The three-day battle at Gettysburg, Pennsylvania, at the beginning of July 1863, is the most important in all of American history. It could be the subject of an entire course, featuring military strategy, enormous human tragedy, and endless debates about why it happened and whether the outcome could have been different. Its location is only about a two-hour drive from our class and is a "must see" stop for tourists. Lincoln himself traveled there to deliver the most famous speech in American history later in 1863: the Gettysburg address.

The Union and Confederate armies collided on a farmer's field. The Union side (the "Army of the Potomac" in this case) had 83,289 men; the Confederate Soldiers (the "Army of Northern Virginia") totaled 75,054 men. It was a chance encounter in which neither side expected the other side to have as many troops as it did. Both sides fought ferociously expecting the other side to cut and run. From just three days of fighting, the results were very grim: 10,000 soldiers killed, 30,000 wounded, and another 10,000 captured or missing; more Confederate soldiers were killed and wounded than Union soldiers (the opposite was true for most other battles).

Confederate General Robert E. Lee commanded the southern troops, and he hoped to push through Gettysburg and then march on D.C. itself by attacking from the north. Up until this time General Lee, who had been first in his class at West Point, had never lost a battle. He planned his strategy with expert precision, utilizing three different points of assault to break the Union line in order to defeat them. General George Meade led the Union troops. In contrast with General Lee's military brilliance, General Meade made his major decision based on a majority vote of his subordinates! But some of those subordinates were brilliant themselves.

At dawn, General Lee started by firing cannons from the largest cannonade assembled in history to this date. But the Union troops were closer than he thought, and the cannon balls sailed harmlessly over their heads to explode behind them. It was the first of many mishaps for the South.

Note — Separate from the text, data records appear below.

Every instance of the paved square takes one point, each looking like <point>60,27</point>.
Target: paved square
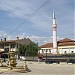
<point>46,69</point>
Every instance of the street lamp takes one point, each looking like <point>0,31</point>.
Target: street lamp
<point>46,55</point>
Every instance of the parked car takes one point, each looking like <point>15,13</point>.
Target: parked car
<point>71,61</point>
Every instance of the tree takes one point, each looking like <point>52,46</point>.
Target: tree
<point>29,50</point>
<point>22,49</point>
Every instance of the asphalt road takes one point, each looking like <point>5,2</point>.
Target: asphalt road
<point>45,69</point>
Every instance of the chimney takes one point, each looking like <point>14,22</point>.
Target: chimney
<point>17,38</point>
<point>4,39</point>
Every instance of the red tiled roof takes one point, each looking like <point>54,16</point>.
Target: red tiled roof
<point>48,45</point>
<point>66,40</point>
<point>63,42</point>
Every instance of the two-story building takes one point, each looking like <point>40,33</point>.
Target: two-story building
<point>12,45</point>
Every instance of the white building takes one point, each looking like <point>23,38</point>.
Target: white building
<point>65,46</point>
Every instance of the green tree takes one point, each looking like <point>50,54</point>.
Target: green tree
<point>29,50</point>
<point>22,49</point>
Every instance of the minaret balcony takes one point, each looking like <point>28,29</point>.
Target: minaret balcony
<point>54,26</point>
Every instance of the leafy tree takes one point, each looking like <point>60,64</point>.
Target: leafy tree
<point>29,50</point>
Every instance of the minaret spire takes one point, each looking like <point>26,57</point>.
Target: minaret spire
<point>54,28</point>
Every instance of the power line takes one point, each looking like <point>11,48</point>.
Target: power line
<point>27,19</point>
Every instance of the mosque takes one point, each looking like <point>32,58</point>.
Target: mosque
<point>64,46</point>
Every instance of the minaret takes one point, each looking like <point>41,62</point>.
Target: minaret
<point>54,28</point>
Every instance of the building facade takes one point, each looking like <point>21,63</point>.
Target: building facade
<point>12,45</point>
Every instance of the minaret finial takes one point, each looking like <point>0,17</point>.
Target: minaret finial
<point>53,14</point>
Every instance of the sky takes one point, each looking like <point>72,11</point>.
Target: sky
<point>33,19</point>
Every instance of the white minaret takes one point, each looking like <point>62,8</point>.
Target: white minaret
<point>54,28</point>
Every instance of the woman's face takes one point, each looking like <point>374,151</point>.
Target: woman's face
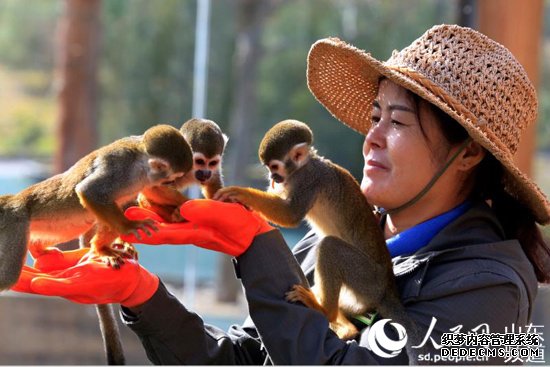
<point>401,155</point>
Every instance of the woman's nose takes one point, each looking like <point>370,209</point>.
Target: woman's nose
<point>375,137</point>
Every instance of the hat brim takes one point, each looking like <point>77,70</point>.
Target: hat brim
<point>345,79</point>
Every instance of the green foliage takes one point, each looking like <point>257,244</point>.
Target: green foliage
<point>147,56</point>
<point>27,31</point>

General Lee sent a massive cavalry of 5,000 men to outflank the Union soldiers, but upon meeting a small amount of resistance (led by Union commander George Custer, who became notorious later in history), the southern cavalry retreated rather than fighting on.

The Union held two key positions which can be visited today: Little Round Top, which was the crucial high ground on the left flank of the Union forces, and Culp's Hill, which protected the Union's right side. General Lee's forces repeatedly tried to take those small hills, and repeatedly failed amid devastating casualties.

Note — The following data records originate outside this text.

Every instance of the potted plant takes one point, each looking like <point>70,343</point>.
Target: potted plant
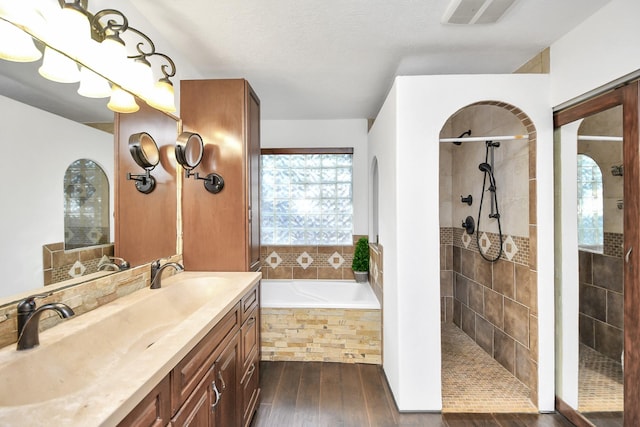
<point>360,264</point>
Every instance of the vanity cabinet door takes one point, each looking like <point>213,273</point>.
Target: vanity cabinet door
<point>186,376</point>
<point>197,410</point>
<point>226,410</point>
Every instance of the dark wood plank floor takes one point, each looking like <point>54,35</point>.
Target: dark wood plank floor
<point>343,395</point>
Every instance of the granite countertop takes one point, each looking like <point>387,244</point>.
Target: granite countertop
<point>92,370</point>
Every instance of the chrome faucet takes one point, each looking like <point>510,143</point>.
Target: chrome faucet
<point>156,272</point>
<point>29,319</point>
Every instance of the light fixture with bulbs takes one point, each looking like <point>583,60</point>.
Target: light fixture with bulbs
<point>88,48</point>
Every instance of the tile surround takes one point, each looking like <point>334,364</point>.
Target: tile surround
<point>323,335</point>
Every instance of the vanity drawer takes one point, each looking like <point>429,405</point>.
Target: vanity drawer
<point>249,301</point>
<point>154,410</point>
<point>190,371</point>
<point>250,391</point>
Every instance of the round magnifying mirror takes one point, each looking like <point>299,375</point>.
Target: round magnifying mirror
<point>144,150</point>
<point>189,150</point>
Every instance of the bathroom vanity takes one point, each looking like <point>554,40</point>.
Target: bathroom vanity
<point>203,389</point>
<point>185,354</point>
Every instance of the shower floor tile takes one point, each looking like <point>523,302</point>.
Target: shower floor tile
<point>600,383</point>
<point>472,381</point>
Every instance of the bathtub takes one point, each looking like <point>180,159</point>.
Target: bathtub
<point>326,321</point>
<point>318,294</point>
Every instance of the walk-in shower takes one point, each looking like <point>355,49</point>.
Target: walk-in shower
<point>487,286</point>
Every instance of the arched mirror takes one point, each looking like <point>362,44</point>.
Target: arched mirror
<point>86,205</point>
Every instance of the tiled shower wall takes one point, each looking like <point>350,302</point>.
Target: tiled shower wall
<point>602,303</point>
<point>493,303</point>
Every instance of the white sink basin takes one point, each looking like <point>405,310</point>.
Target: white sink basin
<point>93,347</point>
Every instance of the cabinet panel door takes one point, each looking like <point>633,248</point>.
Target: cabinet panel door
<point>196,411</point>
<point>227,411</point>
<point>250,337</point>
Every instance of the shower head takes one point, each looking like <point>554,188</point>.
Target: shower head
<point>485,167</point>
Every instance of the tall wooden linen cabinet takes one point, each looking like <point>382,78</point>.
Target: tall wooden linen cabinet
<point>222,231</point>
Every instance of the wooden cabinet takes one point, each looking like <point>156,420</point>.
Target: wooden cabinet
<point>221,232</point>
<point>216,383</point>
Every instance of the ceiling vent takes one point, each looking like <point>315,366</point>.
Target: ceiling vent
<point>468,12</point>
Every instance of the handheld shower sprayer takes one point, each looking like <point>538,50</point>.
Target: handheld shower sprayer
<point>485,167</point>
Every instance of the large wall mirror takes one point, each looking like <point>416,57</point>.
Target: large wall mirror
<point>33,187</point>
<point>86,205</point>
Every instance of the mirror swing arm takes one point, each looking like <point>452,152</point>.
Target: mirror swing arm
<point>145,153</point>
<point>189,151</point>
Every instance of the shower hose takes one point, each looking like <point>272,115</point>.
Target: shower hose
<point>492,190</point>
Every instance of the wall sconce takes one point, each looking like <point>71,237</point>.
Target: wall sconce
<point>89,48</point>
<point>189,151</point>
<point>144,151</point>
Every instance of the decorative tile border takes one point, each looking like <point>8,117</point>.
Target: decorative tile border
<point>613,244</point>
<point>514,248</point>
<point>308,262</point>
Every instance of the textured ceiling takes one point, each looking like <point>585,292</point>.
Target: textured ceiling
<point>328,59</point>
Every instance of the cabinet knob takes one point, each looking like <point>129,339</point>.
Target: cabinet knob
<point>218,395</point>
<point>224,385</point>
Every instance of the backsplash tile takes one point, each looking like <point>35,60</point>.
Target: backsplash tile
<point>87,294</point>
<point>60,265</point>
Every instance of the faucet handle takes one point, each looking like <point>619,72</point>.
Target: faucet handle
<point>29,304</point>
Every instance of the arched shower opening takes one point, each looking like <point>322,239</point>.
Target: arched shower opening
<point>488,256</point>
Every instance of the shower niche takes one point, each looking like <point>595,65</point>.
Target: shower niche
<point>488,277</point>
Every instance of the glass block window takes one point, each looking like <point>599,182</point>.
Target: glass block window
<point>590,204</point>
<point>306,198</point>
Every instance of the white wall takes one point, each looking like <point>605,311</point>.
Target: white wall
<point>327,133</point>
<point>37,148</point>
<point>383,140</point>
<point>408,127</point>
<point>603,48</point>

The most tragic engagement of all occurred on the third day: General Lee ordered his General George Pickett to lead his 15,000 men into a massive frontal assault against the Union forces, the largest direct attack in the history of the Western Hemisphere. Pickett knew it was a mistake and told Lee so, but Lee insisted. The Union forces slaughtered the charging soldiers; 60% of them were killed, wounded or captured, and the remainder, including Pickett himself, fled to safety. General Lee then had to retreat to Virginia, and the Union had won the most important battle of the war. This was the turning point in favor of the North.

Four months later, in November 1863, President Lincoln took a train ride out to Gettysburg to honor the dead. It was then a massive cemetery. Lincoln found faith as he prepared his remarks. Though not in the early drafts of his speech for that commemoration, while on the train Lincoln inserted in his own handwriting the phrase "under God" after the reference to "one Nation," so that his speech would refer to "one Nation, under God."[14]

President Lincoln then delivered his "Gettysburg Address" at the farm-turned-battlefield-turned-cemetery. Lincoln's short speech remains the most famous in all of American history. It ends with the immortal words "that this nation, under God, shall have a new birth of freedom -- and that government of the people, by the people, for the people, shall not perish from the earth."